If there is one lesson I’ve learned over the last year to being a productive writer, it’s to prioritize new content over anything else every day. Editing is of course important, but you can’t edit what you don’t have created. Plus, many authors, me included, are partial or full-on pantsers, or authors who write by the seat of their pants.

In fact, I would say that pansters need to ensure they are writing new content more than those that outline extensively, since many of our plot twits and character developments aren’t known until the story is written. Many times these scenes require extensive rewriting, or we might even throw away large chunks of the story to be re-written once we realize where the story is truly going.

Not making it a daily habit to write new content everyday has been the #1 regret for my writing career for the last few years.
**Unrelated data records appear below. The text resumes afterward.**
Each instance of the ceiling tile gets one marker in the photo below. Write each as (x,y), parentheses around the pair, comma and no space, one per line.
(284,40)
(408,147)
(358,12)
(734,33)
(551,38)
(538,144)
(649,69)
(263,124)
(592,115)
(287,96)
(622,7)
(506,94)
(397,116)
Had I stuck to that simple habit, I’d be putting out 365,000 words a year, or a million words every three years. Even if I throw half of those words away, that’s easily 2-3 books worth of editable content that could be published, plus handfuls of short stories, novellas, and other things to giveaway to newsletter subscribers, anthologies, or put up on blogs for promotional material.

It’s so important, that when I came up with this (duh) realization a couple months ago, I stopped all other activities to ensure that this habit was followed, and so far, I have.

I look forward to doing my end of the year or mid-year review next year and saying how I have been writing for half a year, or a full year, non-stop, 7 days a week, 365 days a year. That’s a lot of words, and hopefully, the books to back that production up.

So take it from me, a man who’s been trying to become an author for a number of years, and is slowly, hard-heatedly, learning things the correct way after lots of trial, error, and mistakes. Write each day. Don’t market, edit, or even check email till you have your words done. Do this, and you’ll set yourself up better than most to be successful.